3) For latching issue, what about a fuse on each supply rail?
Good idea. But you gotta blow them both at the same time. If you don't blow them both, that guarantees that the unblown side will be dumping its DC into the speakers. Besides, I hate buying fuses. I like to have things quietly turn themselves off and be resettable. But that's just me.

4) What is the targeted cost? Ok, output protection is important. But I tend to listen to music more often than test DC protection
What targetted cost? As several plies of this discussion have pointed out, it's not really all that expensive. Yes, if you were building a zillion of them, it would be smart to shave pennies, but the cost of some MOSFETs and some small signal detection and logic seems to be on the same order as the series relay that they were meant to replace.
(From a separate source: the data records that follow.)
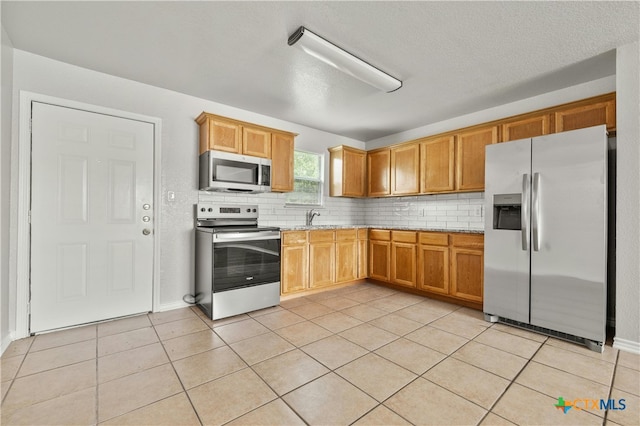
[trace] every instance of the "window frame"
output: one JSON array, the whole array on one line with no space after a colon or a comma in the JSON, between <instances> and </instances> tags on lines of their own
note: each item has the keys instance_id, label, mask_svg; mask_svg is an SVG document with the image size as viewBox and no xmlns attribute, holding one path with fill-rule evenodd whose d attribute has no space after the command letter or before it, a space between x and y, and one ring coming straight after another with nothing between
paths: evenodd
<instances>
[{"instance_id":1,"label":"window frame","mask_svg":"<svg viewBox=\"0 0 640 426\"><path fill-rule=\"evenodd\" d=\"M318 157L320 164L318 165L318 170L319 170L319 178L318 179L313 179L313 178L308 178L308 177L297 177L296 176L296 165L295 165L295 153L296 152L302 152L304 154L312 154ZM294 149L294 164L293 164L293 187L294 190L291 192L288 192L286 195L286 200L285 200L285 207L298 207L298 208L306 208L306 207L324 207L324 155L322 153L319 152L312 152L312 151L305 151L302 149ZM319 184L319 188L320 191L318 193L318 202L317 203L295 203L295 202L290 202L289 201L289 195L290 194L294 194L296 193L295 191L295 183L297 180L301 180L301 181L308 181L308 182L318 182Z\"/></svg>"}]
</instances>

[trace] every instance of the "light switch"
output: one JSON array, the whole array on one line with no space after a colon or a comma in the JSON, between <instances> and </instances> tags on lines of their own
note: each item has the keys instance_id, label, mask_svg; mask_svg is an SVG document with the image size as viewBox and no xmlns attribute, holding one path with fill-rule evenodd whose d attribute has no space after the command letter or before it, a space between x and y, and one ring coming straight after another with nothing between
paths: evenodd
<instances>
[{"instance_id":1,"label":"light switch","mask_svg":"<svg viewBox=\"0 0 640 426\"><path fill-rule=\"evenodd\" d=\"M167 201L175 201L176 193L174 191L167 191Z\"/></svg>"}]
</instances>

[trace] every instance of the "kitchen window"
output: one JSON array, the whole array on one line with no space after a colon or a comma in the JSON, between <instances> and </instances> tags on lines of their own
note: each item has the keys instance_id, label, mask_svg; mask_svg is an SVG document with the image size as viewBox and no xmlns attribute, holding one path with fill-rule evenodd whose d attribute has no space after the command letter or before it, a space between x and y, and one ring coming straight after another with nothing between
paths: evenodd
<instances>
[{"instance_id":1,"label":"kitchen window","mask_svg":"<svg viewBox=\"0 0 640 426\"><path fill-rule=\"evenodd\" d=\"M322 154L305 151L294 152L293 192L287 194L287 205L322 205L323 163L324 156Z\"/></svg>"}]
</instances>

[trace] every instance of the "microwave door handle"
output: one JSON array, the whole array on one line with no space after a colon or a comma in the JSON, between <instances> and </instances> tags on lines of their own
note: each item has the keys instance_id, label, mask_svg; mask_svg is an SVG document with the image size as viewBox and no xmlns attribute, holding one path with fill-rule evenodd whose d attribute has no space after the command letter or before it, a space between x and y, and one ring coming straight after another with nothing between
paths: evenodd
<instances>
[{"instance_id":1,"label":"microwave door handle","mask_svg":"<svg viewBox=\"0 0 640 426\"><path fill-rule=\"evenodd\" d=\"M531 177L525 173L522 175L522 208L520 211L520 222L522 224L522 250L529 250L529 217L531 198Z\"/></svg>"}]
</instances>

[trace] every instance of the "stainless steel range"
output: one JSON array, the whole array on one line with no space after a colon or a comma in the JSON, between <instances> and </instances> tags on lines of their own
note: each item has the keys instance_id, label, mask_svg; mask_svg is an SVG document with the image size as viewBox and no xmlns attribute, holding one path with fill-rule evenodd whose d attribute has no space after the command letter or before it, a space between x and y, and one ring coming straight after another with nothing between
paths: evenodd
<instances>
[{"instance_id":1,"label":"stainless steel range","mask_svg":"<svg viewBox=\"0 0 640 426\"><path fill-rule=\"evenodd\" d=\"M196 206L196 303L211 319L280 303L280 229L258 206Z\"/></svg>"}]
</instances>

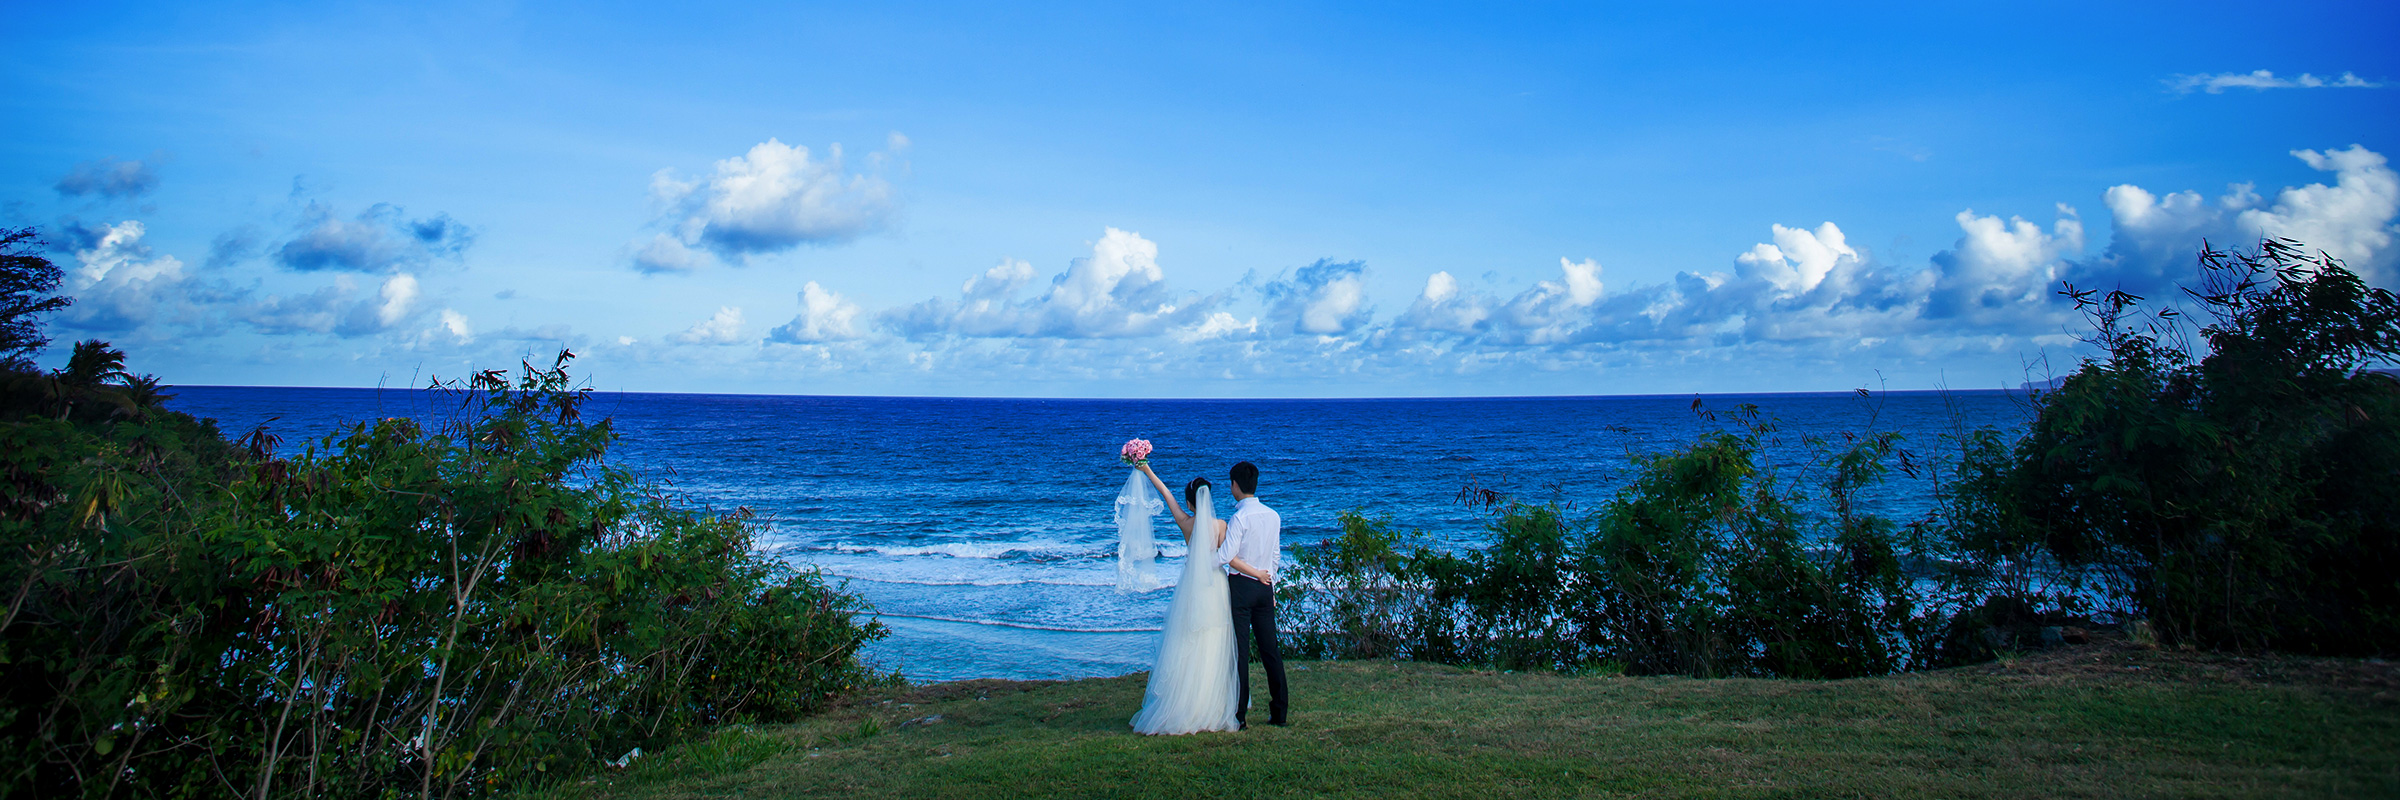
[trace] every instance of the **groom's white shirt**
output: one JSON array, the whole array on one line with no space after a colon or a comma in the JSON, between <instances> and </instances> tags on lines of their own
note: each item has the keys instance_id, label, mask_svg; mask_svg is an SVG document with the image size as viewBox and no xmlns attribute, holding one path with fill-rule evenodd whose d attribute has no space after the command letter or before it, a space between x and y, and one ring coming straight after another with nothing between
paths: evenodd
<instances>
[{"instance_id":1,"label":"groom's white shirt","mask_svg":"<svg viewBox=\"0 0 2400 800\"><path fill-rule=\"evenodd\" d=\"M1225 520L1225 543L1217 546L1217 564L1230 574L1233 560L1239 558L1267 577L1275 577L1276 560L1283 553L1283 515L1275 513L1256 497L1245 498L1233 507L1233 516Z\"/></svg>"}]
</instances>

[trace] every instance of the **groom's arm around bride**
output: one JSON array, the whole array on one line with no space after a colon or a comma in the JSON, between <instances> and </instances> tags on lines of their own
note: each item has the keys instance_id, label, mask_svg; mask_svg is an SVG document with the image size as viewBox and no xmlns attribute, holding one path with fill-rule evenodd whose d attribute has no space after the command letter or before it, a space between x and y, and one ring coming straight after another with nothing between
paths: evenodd
<instances>
[{"instance_id":1,"label":"groom's arm around bride","mask_svg":"<svg viewBox=\"0 0 2400 800\"><path fill-rule=\"evenodd\" d=\"M1241 658L1241 697L1234 718L1244 724L1250 714L1250 654L1267 668L1267 723L1284 724L1291 707L1291 689L1283 680L1283 650L1276 642L1275 567L1283 550L1283 517L1258 501L1258 467L1248 461L1233 465L1234 506L1225 522L1225 541L1217 547L1217 563L1230 570L1225 581L1233 604L1233 642Z\"/></svg>"}]
</instances>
I think a more pertinent question is - what's the targetted cost of replacing speakers versus the amount you're willing to spend for insurance? Most of us buy insurance against various disasters to our health and property when we can. Most of us never need the insurance. But still, the idea that we'd have to rebuild our houses or cars out of our pocket or get substandard medical help because we can't pay for good medical help is abhorrent enough to make us dig into our pockets for a little contribution every day. there's nothing that says anyone has to put protection into an amp against any fault. Some people take perfectly good SOA protection OUT of working amps on the theory that they'll never need it and that it subtly pollutes the sound. That's OK, too.

Me, I'm cheap enough that I'd rather spend some money once and keep my speakers.
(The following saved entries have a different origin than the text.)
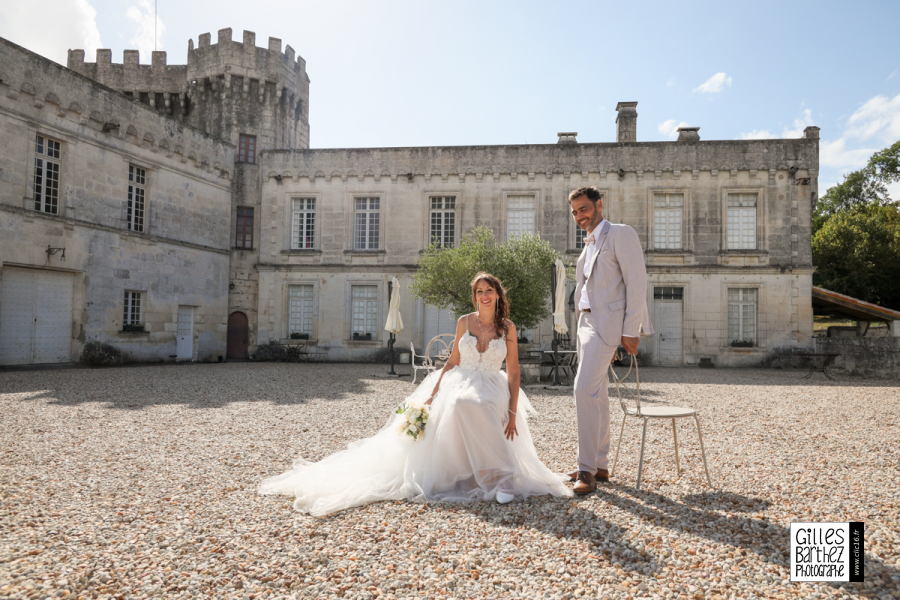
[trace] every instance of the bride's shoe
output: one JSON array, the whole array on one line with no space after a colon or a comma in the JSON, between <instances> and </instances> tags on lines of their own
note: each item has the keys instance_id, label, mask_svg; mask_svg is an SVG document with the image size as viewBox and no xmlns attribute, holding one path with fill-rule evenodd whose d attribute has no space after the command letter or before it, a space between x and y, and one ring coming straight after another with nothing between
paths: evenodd
<instances>
[{"instance_id":1,"label":"bride's shoe","mask_svg":"<svg viewBox=\"0 0 900 600\"><path fill-rule=\"evenodd\" d=\"M508 492L497 492L497 502L500 504L509 504L515 499L516 497Z\"/></svg>"}]
</instances>

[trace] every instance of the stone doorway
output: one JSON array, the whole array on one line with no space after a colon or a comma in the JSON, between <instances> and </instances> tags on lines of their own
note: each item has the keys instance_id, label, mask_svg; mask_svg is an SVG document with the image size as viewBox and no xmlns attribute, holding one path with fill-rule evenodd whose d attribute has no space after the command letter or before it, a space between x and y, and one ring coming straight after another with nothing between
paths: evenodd
<instances>
[{"instance_id":1,"label":"stone doorway","mask_svg":"<svg viewBox=\"0 0 900 600\"><path fill-rule=\"evenodd\" d=\"M229 360L247 360L247 346L250 345L250 327L247 315L240 311L228 316L228 348L226 358Z\"/></svg>"}]
</instances>

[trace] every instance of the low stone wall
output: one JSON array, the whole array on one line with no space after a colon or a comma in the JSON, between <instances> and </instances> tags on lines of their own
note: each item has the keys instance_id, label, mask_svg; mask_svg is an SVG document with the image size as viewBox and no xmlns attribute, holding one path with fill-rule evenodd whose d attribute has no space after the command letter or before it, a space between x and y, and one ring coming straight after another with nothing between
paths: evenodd
<instances>
[{"instance_id":1,"label":"low stone wall","mask_svg":"<svg viewBox=\"0 0 900 600\"><path fill-rule=\"evenodd\" d=\"M900 338L815 338L815 351L837 354L832 367L850 375L900 380Z\"/></svg>"}]
</instances>

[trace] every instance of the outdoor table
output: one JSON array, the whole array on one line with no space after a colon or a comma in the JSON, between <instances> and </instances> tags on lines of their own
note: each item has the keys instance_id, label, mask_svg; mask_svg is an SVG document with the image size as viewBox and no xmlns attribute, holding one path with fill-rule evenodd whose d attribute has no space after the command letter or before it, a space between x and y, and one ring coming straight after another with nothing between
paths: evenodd
<instances>
[{"instance_id":1,"label":"outdoor table","mask_svg":"<svg viewBox=\"0 0 900 600\"><path fill-rule=\"evenodd\" d=\"M542 350L541 353L550 357L550 377L553 378L554 385L562 385L560 373L565 375L568 371L574 375L578 359L576 350Z\"/></svg>"}]
</instances>

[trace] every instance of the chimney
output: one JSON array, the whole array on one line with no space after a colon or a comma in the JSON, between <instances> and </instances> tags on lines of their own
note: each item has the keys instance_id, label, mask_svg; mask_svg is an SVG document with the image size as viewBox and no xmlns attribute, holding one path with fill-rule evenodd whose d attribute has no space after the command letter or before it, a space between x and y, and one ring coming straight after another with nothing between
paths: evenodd
<instances>
[{"instance_id":1,"label":"chimney","mask_svg":"<svg viewBox=\"0 0 900 600\"><path fill-rule=\"evenodd\" d=\"M699 142L700 134L697 133L700 131L699 127L679 127L678 128L678 141L679 142Z\"/></svg>"},{"instance_id":2,"label":"chimney","mask_svg":"<svg viewBox=\"0 0 900 600\"><path fill-rule=\"evenodd\" d=\"M616 141L637 141L637 102L619 102L616 104Z\"/></svg>"},{"instance_id":3,"label":"chimney","mask_svg":"<svg viewBox=\"0 0 900 600\"><path fill-rule=\"evenodd\" d=\"M806 129L803 130L803 137L808 140L817 140L819 139L819 128L815 125L810 125Z\"/></svg>"},{"instance_id":4,"label":"chimney","mask_svg":"<svg viewBox=\"0 0 900 600\"><path fill-rule=\"evenodd\" d=\"M559 136L557 140L557 144L577 144L578 143L578 132L577 131L560 131L556 134Z\"/></svg>"}]
</instances>

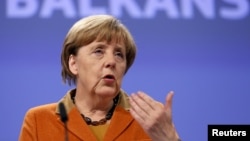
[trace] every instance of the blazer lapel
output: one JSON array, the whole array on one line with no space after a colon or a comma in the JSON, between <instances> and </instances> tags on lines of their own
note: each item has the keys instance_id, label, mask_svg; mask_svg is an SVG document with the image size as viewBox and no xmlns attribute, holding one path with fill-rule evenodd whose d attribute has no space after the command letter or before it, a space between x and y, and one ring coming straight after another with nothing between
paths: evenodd
<instances>
[{"instance_id":1,"label":"blazer lapel","mask_svg":"<svg viewBox=\"0 0 250 141\"><path fill-rule=\"evenodd\" d=\"M74 134L82 141L96 141L96 137L93 135L88 125L83 121L79 111L75 107L68 113L68 117L67 126L71 134Z\"/></svg>"},{"instance_id":2,"label":"blazer lapel","mask_svg":"<svg viewBox=\"0 0 250 141\"><path fill-rule=\"evenodd\" d=\"M114 115L111 118L111 122L107 133L104 137L104 141L114 140L117 136L122 134L122 132L129 126L129 124L133 121L132 116L122 107L117 106Z\"/></svg>"}]
</instances>

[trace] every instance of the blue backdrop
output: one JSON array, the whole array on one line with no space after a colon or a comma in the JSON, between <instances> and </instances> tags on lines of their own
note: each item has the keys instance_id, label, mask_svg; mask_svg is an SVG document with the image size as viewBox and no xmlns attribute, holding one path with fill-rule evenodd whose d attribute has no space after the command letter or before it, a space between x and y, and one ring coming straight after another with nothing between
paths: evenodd
<instances>
[{"instance_id":1,"label":"blue backdrop","mask_svg":"<svg viewBox=\"0 0 250 141\"><path fill-rule=\"evenodd\" d=\"M0 140L18 140L25 112L58 101L68 29L95 13L117 16L138 46L122 88L165 102L184 141L208 124L250 124L249 0L4 0L0 2Z\"/></svg>"}]
</instances>

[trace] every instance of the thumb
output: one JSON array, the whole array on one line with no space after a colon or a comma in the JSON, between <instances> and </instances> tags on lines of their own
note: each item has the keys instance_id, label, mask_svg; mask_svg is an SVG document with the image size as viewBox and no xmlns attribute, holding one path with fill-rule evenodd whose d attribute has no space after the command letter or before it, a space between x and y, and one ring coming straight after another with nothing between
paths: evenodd
<instances>
[{"instance_id":1,"label":"thumb","mask_svg":"<svg viewBox=\"0 0 250 141\"><path fill-rule=\"evenodd\" d=\"M173 101L174 91L170 91L166 96L166 103L165 109L166 112L171 114L172 113L172 101Z\"/></svg>"}]
</instances>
BTW, I'm not sure that people designing modern relays will be happy reading that they do "ancestry things".
I don't think it will bother them. Most people who design relays are aware that relays have a history that goes back to the days when electrical experimenters were arguing about the exponent to be attached to the current in the expression V = f(I)*R. Ohm's contribution to that debate, which cause a lot of stir, was that the exponent was unity.

Relays have a LONG history, and while modern relay design is not irrelevant, it is right up against the laws of physics, and I don't think any relay designer expects to get another doubling of performance. They're fighting for percentage points in performance, and I think they realize it. The spotlight of technology is not pointing at relays these days. People who pride themselves on being cutting edge don't exactly aim at relay design to change the world.
 
R.G. said:
....I can't come up with any scenario where the amp self-heals that doesn't also involve possible death if I turn the amp back on....
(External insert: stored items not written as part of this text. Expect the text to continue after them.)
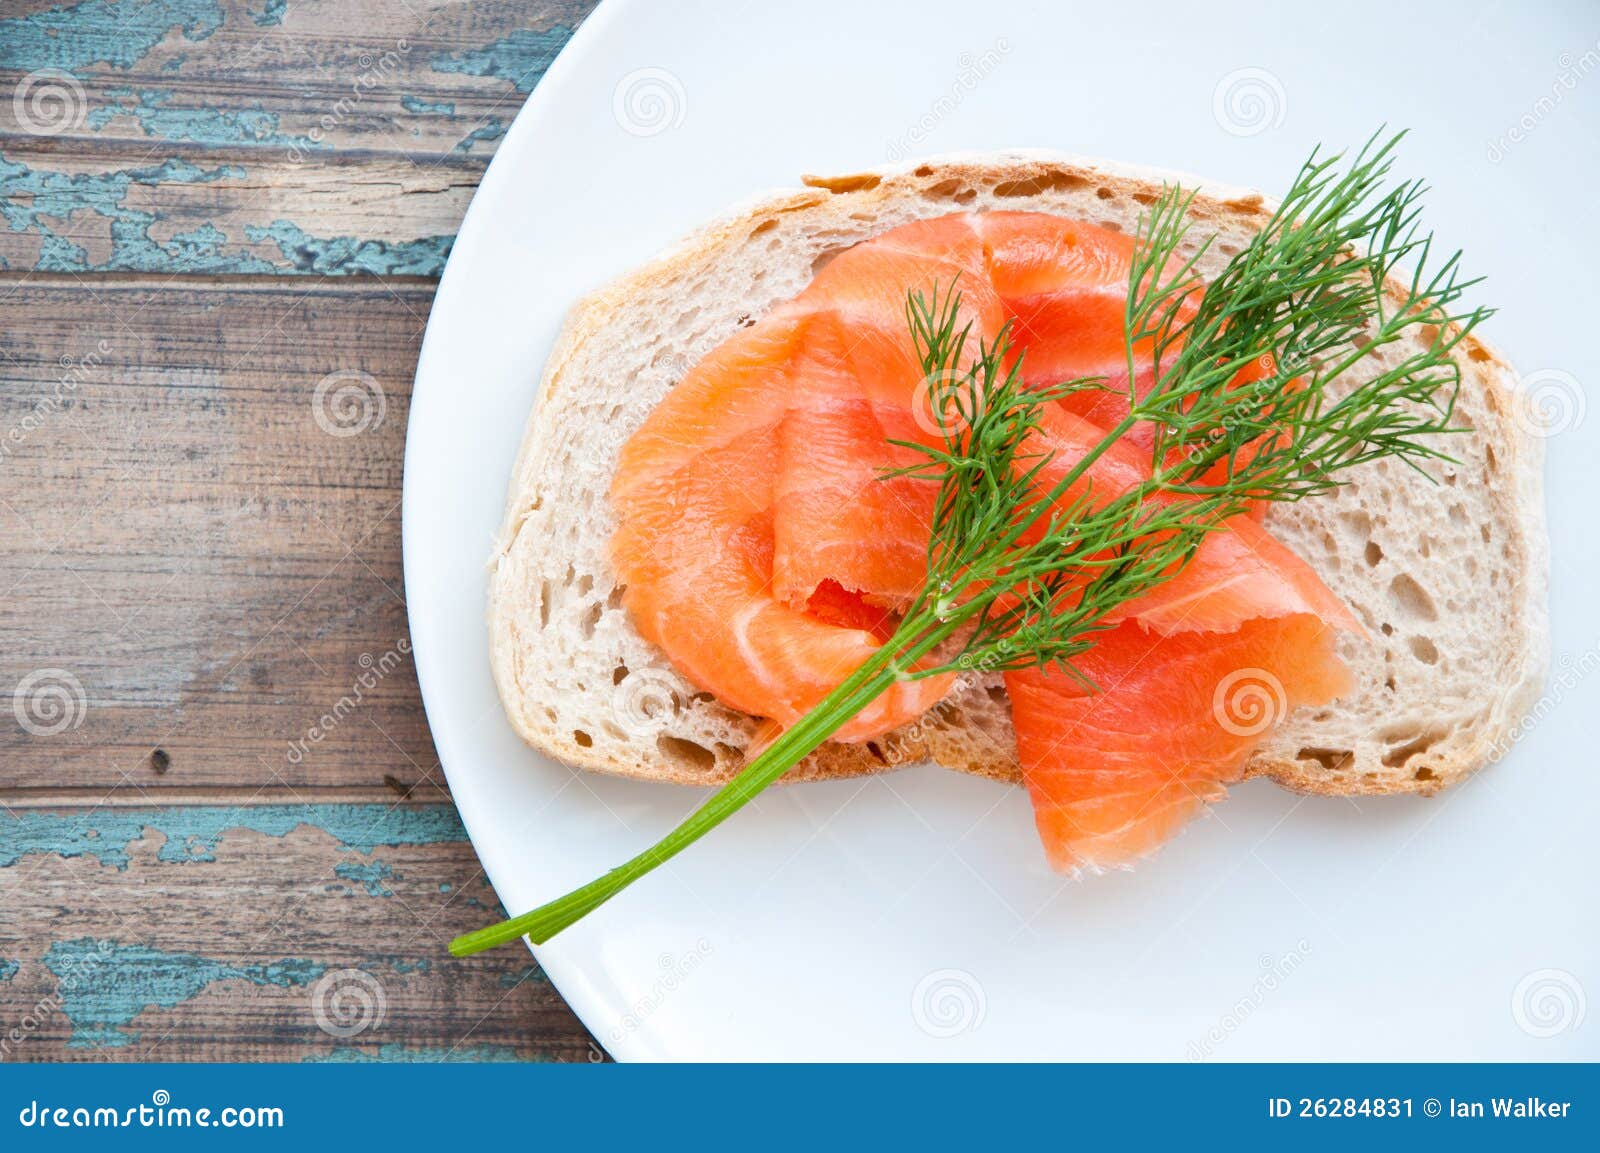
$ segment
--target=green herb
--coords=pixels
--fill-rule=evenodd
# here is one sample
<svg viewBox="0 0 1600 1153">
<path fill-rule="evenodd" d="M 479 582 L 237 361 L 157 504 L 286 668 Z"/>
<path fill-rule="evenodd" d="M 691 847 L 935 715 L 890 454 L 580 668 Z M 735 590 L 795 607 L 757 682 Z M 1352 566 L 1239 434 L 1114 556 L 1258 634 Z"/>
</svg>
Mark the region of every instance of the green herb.
<svg viewBox="0 0 1600 1153">
<path fill-rule="evenodd" d="M 1266 227 L 1204 286 L 1210 241 L 1189 243 L 1193 196 L 1166 189 L 1141 221 L 1129 278 L 1128 415 L 1048 485 L 1050 458 L 1031 435 L 1044 406 L 1108 386 L 1027 388 L 1009 331 L 968 356 L 954 288 L 911 292 L 907 323 L 934 411 L 954 419 L 941 444 L 906 445 L 926 460 L 902 473 L 939 491 L 927 583 L 893 636 L 659 843 L 450 951 L 549 940 L 732 816 L 897 681 L 1028 667 L 1079 675 L 1072 659 L 1112 610 L 1170 579 L 1255 501 L 1326 492 L 1340 471 L 1380 457 L 1448 459 L 1428 442 L 1451 431 L 1451 353 L 1488 312 L 1456 308 L 1476 283 L 1458 278 L 1459 253 L 1429 269 L 1422 185 L 1384 190 L 1399 139 L 1374 137 L 1344 172 L 1339 157 L 1313 153 Z M 1401 277 L 1402 265 L 1414 271 Z M 1397 293 L 1385 291 L 1391 276 Z M 1413 331 L 1422 351 L 1331 388 Z M 1132 382 L 1152 358 L 1140 394 Z M 1250 365 L 1259 370 L 1241 374 Z M 1094 492 L 1091 466 L 1141 422 L 1155 432 L 1148 480 Z"/>
</svg>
Sorry, there are untold zillions of PC's, CRT's and TV's out there routinely pumping anywhere from 150 to over 300W - real nasty power -, out of which surely millions have failed catastrophicaly beyond the PSU level. Yet - excluding the blown fuse case which is not necessarily the single consequence - only seldom start a fire.

We know it is not easy neither interesting (at least for me) to delve into smart and user friendly protection schemes, I only want to point is it is both possible and cheap if done right.

And of course the PIC way is neat, but actual developement cannot be recommended uness considered by itself an educational experience.